So now we are fed, and in order: we can get out and explore the capital. The adventure starts with finding the bus going to town: outside of the CVD left, then to the main road. All kinds of buses are honking their way through the crowd and taxis. We’re not quite sure what happened next, we asked other passengers which vehicle we had to get on to the Place de l’independence. After 15 min squeezed in the back of a small truck without windows or doors, we are hurried out at the Great Mosque. About 2 km away from our destination… well, we wanted to walk and explore the city anyways :o) We check out a couple of places pointed out in our tourist guide: the train station where chickens are running instead of trains on the tracks now, the Malian market (good place to find some cola nuts, famous for their energizing properties, bringing back memories from our trip to Mali), the presidential palace, the Place of the Independence, the cathedral… Nobody on the street, expect for the always bustling market places of course, this is All Saints holiday.

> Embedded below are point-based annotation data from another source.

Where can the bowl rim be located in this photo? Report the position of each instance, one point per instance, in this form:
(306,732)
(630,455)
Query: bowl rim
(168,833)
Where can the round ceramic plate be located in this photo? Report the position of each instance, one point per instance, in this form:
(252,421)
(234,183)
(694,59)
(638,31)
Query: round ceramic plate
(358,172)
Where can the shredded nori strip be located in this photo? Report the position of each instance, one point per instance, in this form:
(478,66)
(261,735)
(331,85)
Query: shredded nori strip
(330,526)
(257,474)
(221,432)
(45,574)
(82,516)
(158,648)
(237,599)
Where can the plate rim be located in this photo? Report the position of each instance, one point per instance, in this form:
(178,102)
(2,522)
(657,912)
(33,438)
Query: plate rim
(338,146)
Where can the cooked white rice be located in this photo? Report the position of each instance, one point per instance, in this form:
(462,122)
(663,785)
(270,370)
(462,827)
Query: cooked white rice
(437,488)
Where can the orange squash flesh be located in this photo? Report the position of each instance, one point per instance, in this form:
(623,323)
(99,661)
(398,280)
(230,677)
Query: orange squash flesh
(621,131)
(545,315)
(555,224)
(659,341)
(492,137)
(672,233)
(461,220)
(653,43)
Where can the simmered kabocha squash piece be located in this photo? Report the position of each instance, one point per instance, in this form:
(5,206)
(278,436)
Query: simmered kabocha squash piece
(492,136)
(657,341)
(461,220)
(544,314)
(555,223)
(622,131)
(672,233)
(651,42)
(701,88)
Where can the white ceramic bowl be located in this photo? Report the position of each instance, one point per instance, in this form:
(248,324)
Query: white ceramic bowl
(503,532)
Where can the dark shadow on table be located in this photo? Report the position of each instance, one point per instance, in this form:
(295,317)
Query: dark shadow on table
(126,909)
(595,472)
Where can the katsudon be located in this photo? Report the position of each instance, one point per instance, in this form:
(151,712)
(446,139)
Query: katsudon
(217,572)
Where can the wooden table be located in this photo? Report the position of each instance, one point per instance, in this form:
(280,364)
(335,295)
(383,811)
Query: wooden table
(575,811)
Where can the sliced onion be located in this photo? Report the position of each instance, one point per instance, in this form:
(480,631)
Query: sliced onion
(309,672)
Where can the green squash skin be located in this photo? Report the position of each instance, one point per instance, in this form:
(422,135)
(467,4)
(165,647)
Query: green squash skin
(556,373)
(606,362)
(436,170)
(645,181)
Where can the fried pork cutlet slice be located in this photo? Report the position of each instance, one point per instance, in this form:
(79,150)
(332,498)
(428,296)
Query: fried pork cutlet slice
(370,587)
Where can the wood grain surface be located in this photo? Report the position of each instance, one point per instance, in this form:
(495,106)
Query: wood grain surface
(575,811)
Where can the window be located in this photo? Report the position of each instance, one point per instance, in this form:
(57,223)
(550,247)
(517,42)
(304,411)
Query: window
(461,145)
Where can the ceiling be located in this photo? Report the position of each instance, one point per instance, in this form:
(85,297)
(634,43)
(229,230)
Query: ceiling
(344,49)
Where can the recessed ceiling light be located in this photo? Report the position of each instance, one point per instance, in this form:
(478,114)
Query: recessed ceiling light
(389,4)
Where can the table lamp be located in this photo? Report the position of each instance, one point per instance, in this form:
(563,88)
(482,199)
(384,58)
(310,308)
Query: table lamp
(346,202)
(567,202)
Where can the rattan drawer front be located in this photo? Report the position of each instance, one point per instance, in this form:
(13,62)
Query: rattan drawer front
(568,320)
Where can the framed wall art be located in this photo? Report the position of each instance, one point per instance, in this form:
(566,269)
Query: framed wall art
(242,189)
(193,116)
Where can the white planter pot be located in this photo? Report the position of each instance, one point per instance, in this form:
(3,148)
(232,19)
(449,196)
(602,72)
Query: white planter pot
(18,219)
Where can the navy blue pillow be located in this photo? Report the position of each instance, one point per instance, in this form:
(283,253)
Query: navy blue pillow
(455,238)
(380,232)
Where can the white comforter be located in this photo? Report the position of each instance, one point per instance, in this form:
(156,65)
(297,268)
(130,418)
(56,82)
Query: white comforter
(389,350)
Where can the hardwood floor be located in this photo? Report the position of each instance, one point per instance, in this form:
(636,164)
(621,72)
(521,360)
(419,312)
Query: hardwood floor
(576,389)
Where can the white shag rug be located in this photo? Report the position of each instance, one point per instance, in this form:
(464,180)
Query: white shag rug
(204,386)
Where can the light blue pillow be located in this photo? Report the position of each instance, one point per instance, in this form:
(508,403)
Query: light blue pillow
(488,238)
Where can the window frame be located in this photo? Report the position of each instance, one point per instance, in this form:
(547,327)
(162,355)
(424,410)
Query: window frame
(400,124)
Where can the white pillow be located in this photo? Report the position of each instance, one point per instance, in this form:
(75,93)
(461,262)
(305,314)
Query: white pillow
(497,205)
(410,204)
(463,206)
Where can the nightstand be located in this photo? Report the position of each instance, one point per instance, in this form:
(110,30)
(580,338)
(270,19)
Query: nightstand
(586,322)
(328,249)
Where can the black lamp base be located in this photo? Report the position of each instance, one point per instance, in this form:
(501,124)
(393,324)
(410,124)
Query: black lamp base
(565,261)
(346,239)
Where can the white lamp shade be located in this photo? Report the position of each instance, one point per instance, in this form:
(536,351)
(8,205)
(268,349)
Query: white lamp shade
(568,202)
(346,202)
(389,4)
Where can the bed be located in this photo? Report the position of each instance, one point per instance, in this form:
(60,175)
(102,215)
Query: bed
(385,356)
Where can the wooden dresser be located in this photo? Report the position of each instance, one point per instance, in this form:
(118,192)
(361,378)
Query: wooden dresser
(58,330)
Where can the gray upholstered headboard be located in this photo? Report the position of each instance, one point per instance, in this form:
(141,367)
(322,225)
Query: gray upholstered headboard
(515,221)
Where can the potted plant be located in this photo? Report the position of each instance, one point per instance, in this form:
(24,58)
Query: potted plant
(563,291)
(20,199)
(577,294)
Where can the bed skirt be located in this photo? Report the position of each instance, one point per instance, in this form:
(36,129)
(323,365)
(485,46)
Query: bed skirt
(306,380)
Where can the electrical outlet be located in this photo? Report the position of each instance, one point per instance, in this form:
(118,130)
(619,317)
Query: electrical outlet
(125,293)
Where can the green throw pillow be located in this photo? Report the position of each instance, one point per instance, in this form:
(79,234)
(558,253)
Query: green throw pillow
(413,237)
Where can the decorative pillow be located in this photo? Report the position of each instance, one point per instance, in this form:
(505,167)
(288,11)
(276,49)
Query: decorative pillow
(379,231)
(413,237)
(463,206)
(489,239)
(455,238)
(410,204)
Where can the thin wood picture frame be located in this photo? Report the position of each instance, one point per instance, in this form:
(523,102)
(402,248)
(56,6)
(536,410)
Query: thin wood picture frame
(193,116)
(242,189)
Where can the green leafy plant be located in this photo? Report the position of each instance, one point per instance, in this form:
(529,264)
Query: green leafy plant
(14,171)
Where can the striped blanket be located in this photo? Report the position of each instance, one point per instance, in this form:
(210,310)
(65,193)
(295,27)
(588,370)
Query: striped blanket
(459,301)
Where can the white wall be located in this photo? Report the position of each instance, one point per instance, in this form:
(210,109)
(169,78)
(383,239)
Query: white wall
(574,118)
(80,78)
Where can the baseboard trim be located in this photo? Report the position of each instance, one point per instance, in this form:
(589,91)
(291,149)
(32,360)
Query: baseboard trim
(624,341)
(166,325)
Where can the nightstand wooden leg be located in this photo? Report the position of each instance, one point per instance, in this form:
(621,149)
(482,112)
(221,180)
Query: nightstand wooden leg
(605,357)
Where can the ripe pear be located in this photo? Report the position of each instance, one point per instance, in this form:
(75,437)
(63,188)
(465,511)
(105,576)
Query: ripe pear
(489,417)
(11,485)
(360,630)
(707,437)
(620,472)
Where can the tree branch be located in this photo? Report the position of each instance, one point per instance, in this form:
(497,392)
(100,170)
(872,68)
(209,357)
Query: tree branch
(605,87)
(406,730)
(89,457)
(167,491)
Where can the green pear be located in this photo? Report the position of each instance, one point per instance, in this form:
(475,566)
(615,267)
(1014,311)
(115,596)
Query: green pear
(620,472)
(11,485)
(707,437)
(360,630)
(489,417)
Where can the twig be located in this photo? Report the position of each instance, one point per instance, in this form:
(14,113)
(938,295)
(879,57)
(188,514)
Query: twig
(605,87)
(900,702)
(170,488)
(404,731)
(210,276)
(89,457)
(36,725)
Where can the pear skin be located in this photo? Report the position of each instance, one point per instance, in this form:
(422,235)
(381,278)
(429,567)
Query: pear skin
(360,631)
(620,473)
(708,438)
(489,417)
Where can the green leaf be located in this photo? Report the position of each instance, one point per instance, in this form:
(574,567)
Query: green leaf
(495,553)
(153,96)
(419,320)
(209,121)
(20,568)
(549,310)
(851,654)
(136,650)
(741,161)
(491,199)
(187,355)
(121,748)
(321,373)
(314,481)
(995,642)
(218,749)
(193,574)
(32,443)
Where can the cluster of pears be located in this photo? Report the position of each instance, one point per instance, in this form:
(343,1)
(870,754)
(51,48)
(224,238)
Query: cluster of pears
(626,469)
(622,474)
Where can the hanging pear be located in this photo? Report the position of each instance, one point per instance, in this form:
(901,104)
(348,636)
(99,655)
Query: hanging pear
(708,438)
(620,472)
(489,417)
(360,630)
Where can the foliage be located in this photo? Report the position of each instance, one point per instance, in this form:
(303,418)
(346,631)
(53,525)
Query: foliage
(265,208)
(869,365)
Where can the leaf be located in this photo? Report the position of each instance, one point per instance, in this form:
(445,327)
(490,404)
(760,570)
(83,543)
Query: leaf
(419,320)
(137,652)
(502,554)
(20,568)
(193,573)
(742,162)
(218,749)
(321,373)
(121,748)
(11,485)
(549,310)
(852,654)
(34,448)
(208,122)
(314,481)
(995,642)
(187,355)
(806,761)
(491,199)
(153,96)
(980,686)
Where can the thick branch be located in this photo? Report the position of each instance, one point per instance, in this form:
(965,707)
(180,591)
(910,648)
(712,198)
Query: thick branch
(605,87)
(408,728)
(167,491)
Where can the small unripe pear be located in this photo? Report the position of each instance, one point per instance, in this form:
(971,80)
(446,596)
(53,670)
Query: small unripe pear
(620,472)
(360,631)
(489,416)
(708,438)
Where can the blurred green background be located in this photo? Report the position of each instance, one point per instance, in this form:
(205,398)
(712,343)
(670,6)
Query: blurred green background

We walk to the South as far as we feel is safe to see the view on the seaside. Then back to the bigger market Sandaga, after eating a delicious rice and fish dish on the street. We are looking for the oilcloth for our tender cover. Easier said than done! It will take us the support of a cop (it’s his day off but he works at the CVD and recognized us from there), a clothes vendor and a couple of other middle men to find the warehouse. They all want a share on the transaction of course, luckily the boss says no, we’re not like that here and you pay the normal price, 5 euros, three times less than announced.
Mission oilcloth: completed. We can indulge in casual browsing through the shops. We buy some light African trousers (here women don’t show their legs and our Dutch jeans are not made for this climate). Exhausted by all the noise and haggling we manage to find a bus back (line 41, direction Capa) and enjoy the peace of our floating home.

The train station

Saltimbanque anchored in front of Goree
Next trip out is to a quiet place: a small island 5 km from the capital, once much disputed amongst the European powers using it as base for their slaves and other commerce: Goree. It is only a 20 min ferry ride from the city but we’d rather take Saltimbanque there, for the symbol. The harbor is tiny. The Southern breakwaters is dedicated to the ferry, and the Northern jetty is breaking apart (and has no bollards anyways). We hear later from locals that it’s possible to anchor inside, in the sheltered zone – but too late as we have already dropped the anchor outside of the South breakwater, on 5m good holding sand. The spot would be perfect, if not open to the wind and swell from the Northeast. Good for a day – not sure we would have stayed the night...
Yet the water is so clear that we can’t resist and start by a jump. The hull is dirty already, some barnacles even on the back! They are quickly removed by our now well trained fingers (see the chapter “tasting local seafood – or the Galician gastronomy in Camariñas”).
Onshore, once we get rid of the self-called “guides” hunting the tourists on the beach, we can walk around the 1km long island and enjoy the colorful colonial mansions and shaded places where mighty baobabs stand. The 1200 inhabitants have nowadays little other activities than tourism and some artwork associated with it. There are a couple of small but nice museums, we see the “African women Museum “ (first room: being a Mother, second room “cooking”, third “praying”) and of course the Museum to Slavery. Cells have been reconstructed in this famous place and also the door through which they were embarking to their one-way trip to the other side…
However beautiful, the whole island is easily explored in one day and we “sail back home” to the CVD before dark.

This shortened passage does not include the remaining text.